Mission

The mission of this agency is to make our community a safer place to live, while affecting individual lives for Christ. We accomplish this by assisting our offender/ex-offender friends to become self-sufficient, productive members of the community. The purpose of our monthly/bi-monthly visitations is to provide inmates with a stable friendship and inspire them to become more responsible and productive as citizens.

HISTORY

Our agency began in 1964 when a small group of Christian men began going into Washington State Reformatory to visit inmates who had no visitors. Although the group continued to grow; it could not grow as fast as the word got around among the inmates. The demand was gratifying and overwhelming. Man-to-Man Prison Visitation Ministry (M-2) was formed to coordinate the one-to-one matching of community volunteers with prison inmates.

In 1964 a young Presbyterian minister, Richard Simmons, returned to the Pacific Northwest from New York. He asked his friend, Judge Robert Utter (later Chief Justice of Washington Supreme Court) what the greatest social and spiritual need in the State was. His answer was the need to visit and assist the lonely, rejected people in prison. Job Therapy was born out of that need, with the M-2 (Man-to-Man, now “Match 2″) fellowship program growing and bringing hope and jobs to men otherwise condemned to recidivism through jails and prisons. From Snohomish County it spread throughout the State, 16 other states, Canada and even parts of Europe.

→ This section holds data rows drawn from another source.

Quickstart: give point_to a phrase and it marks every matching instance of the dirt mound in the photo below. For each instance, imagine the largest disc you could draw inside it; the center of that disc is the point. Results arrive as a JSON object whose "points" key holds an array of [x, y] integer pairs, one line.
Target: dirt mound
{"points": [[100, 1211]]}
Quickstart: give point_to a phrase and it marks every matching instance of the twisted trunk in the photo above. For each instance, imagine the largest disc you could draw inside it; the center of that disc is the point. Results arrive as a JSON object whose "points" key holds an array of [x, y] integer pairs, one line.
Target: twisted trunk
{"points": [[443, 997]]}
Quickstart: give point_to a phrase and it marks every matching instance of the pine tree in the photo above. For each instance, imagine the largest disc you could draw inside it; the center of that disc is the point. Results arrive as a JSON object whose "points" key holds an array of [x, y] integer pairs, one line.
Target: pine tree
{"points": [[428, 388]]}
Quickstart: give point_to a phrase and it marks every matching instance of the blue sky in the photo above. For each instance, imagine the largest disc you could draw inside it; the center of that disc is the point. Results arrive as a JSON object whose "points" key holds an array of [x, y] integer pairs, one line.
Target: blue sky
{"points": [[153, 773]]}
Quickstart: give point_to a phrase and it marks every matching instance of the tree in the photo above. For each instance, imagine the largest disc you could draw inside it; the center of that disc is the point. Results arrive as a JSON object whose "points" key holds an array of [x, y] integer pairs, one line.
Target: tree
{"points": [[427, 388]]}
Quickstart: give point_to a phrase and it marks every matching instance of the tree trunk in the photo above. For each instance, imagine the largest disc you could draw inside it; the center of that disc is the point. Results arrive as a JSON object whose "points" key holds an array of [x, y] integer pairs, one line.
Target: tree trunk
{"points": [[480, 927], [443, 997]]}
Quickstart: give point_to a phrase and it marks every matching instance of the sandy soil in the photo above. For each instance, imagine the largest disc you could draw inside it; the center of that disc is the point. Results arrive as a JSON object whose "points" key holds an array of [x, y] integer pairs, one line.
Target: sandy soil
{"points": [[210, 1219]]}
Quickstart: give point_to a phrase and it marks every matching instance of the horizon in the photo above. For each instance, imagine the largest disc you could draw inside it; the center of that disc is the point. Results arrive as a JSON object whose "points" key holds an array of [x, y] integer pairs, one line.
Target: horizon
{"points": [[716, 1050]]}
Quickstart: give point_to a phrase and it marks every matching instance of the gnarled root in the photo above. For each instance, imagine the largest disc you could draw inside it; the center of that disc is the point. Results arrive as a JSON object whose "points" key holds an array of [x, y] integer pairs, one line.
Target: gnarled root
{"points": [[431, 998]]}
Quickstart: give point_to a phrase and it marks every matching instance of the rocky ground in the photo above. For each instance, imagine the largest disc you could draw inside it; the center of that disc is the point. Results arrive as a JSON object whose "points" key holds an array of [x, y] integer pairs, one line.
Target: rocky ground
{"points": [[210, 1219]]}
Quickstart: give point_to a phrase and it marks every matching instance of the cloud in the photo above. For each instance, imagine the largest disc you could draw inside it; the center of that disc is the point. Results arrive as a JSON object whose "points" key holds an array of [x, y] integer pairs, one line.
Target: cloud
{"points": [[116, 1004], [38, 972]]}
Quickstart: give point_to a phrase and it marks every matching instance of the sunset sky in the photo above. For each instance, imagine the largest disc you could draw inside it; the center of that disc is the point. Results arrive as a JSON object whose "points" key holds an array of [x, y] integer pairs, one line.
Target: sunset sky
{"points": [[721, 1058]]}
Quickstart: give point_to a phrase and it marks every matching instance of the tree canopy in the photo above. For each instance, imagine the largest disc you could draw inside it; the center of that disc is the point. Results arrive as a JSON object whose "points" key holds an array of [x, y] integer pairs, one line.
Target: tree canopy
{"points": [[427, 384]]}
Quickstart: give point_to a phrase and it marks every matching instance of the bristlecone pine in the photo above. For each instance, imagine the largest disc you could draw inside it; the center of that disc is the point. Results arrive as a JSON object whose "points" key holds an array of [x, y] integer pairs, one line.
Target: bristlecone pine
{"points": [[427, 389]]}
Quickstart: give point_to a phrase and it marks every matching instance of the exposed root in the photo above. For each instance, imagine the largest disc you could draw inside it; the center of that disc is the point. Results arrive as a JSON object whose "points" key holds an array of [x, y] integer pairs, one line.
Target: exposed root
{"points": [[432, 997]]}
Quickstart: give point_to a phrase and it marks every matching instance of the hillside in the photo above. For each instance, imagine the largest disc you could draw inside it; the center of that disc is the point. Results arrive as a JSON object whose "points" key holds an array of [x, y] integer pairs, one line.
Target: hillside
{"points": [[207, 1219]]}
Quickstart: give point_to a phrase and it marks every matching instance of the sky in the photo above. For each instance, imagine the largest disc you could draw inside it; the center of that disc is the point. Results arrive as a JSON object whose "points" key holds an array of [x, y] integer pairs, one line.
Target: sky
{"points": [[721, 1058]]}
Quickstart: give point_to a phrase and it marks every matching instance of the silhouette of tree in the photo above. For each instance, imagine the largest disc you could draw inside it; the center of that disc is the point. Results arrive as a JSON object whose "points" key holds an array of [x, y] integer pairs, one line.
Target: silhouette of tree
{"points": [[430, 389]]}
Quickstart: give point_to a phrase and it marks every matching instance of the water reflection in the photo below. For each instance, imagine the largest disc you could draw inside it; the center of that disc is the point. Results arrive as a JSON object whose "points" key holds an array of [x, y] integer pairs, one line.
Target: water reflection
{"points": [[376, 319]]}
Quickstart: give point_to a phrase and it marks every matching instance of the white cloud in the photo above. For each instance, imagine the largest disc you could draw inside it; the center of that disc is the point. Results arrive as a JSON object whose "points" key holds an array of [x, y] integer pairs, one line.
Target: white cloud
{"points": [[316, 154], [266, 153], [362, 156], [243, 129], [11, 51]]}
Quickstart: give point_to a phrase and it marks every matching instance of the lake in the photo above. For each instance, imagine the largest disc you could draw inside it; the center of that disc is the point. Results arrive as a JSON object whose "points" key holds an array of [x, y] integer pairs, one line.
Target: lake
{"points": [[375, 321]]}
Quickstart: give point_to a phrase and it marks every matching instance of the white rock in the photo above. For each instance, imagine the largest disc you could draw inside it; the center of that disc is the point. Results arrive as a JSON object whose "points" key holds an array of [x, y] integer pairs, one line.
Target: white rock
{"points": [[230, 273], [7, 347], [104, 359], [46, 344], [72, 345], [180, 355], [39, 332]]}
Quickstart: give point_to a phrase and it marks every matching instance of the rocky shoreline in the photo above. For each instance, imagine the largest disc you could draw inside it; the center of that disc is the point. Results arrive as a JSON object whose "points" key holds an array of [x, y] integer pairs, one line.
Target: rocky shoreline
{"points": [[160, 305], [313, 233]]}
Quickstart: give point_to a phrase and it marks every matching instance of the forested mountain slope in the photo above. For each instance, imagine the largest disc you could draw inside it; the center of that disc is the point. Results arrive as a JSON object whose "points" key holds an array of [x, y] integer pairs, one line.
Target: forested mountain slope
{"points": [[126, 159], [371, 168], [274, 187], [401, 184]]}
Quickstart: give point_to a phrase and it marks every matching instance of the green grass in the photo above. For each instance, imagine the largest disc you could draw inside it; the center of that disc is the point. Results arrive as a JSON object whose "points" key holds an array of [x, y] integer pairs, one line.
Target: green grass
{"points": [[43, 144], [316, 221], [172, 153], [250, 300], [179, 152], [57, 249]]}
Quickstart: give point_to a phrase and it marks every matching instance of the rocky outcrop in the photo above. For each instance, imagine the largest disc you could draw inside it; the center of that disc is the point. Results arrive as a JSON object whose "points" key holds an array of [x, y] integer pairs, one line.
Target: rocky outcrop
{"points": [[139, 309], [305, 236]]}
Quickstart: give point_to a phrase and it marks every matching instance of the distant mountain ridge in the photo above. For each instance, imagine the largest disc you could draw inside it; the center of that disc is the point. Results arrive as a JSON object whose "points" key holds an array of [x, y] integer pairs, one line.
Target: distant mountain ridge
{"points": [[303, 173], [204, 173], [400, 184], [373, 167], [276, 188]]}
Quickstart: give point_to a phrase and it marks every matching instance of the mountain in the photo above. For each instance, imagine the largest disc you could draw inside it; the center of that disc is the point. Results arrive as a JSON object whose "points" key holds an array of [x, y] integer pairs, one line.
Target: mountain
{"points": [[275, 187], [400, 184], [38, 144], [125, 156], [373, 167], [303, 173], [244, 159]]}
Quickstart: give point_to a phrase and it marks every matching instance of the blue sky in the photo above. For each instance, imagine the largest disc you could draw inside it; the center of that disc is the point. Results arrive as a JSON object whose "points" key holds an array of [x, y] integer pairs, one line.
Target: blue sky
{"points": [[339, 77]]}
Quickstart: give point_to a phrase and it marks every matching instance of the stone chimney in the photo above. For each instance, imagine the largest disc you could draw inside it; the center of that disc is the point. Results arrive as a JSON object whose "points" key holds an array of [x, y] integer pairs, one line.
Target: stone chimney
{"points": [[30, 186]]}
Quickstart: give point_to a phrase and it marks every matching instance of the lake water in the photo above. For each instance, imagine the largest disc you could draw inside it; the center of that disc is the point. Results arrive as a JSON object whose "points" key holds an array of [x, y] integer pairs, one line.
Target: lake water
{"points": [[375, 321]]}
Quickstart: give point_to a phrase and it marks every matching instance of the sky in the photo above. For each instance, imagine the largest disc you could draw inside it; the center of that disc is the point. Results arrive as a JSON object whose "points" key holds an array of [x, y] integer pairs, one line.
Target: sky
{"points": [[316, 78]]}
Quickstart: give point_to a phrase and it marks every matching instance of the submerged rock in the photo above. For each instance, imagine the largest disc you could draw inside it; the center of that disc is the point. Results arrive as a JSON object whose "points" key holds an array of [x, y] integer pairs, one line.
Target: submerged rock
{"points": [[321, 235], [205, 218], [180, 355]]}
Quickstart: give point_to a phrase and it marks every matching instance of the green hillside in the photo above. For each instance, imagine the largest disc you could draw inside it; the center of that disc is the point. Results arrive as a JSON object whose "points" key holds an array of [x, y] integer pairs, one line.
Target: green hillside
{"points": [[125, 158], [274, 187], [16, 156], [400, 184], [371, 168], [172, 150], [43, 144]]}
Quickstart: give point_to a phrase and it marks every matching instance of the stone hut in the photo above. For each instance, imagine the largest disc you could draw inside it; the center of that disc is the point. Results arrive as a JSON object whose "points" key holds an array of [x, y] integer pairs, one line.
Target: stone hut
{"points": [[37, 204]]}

Job Therapy moved into its headquarters from Snohomish to Seattle, grew, and over the next 17 years had hundreds of sponsors (men, women, families) visiting hundreds of men and women, behind bars, restoring them to productive, working members of our communities.  Job Therapy recorded the lowest rate of recidivism and the greatest job success program of any agency or organization working with difficult offenders. Millions of dollars have been saved, but more importantly, thousands of lives have been salvaged and happiness restored to hundreds and hundreds of families.

The purpose of these monthly (or more frequent) visits was (and still is) to provide the inmate with a stable friendship, and to inspire him/her to become a responsible, productive individual. As inmates in the program were released, it became apparent that there was no one to assist them to transition back into the community. Understanding that a job was the first step toward self-sufficiency and transition, a job services component was added, and Job Therapy (with the prison visitation element) was born.

In the early 1970s Woman-to-Woman (W-2) was added, and the main office was moved to Seattle. The program grew and spread throughout the state and into 16 other states. In 1980 the program was suffering financial difficulties and closed the entire out of state offices and most of the offices in this state. A handful of the original volunteers decided to re-start a separate program in Snohomish.

They incorporated in 1980 as M-2 Job Therapy of Snohomish County, a non-religious, non-profit. Lou Kaufer, who had been with Job Therapy in Oregon, was hired as Executive Director in 1982 and served until his death in September 1998. Under his leadership, and with his wife Betty’s assistance, the Man-to-Man/Woman-to-Woman Program was revitalized and re-established in Snohomish County

The Board of Directors voted in June of 1985 that the M-2 in the agency’s name would from that time forward refer to Match-two, to include all sections of the prison programs without changing the name. Gordon Cameron was hired as Prison Visitation Director in 1984 and retired in 1996. Harry Timm served as Prison Visitation Director from 1996 till his death in 2000. Richard A. Cinkovich was hired as Executive Director in March 1999. Phil Ramsey was hired as Prison Visitation Director and Jobs Service Director in April 2000.

Historically, the increased burden of larger and more prisons warehousing offenders is an appalling burden on taxpayers who become more resentful of a failing type of justice that violates both the public and the offender. Our M-2/ Job Therapy Program is the best, most effective and least costly alternative we know of for reducing crime, recompensing the victims of crime, discipling and changing the offender to a responsible working person in our society, and reducing the cost of crime and justice to all of us. We are challenging the record and cost of our penal system with our current program success and a bright future alternative for our state and nation. Join us!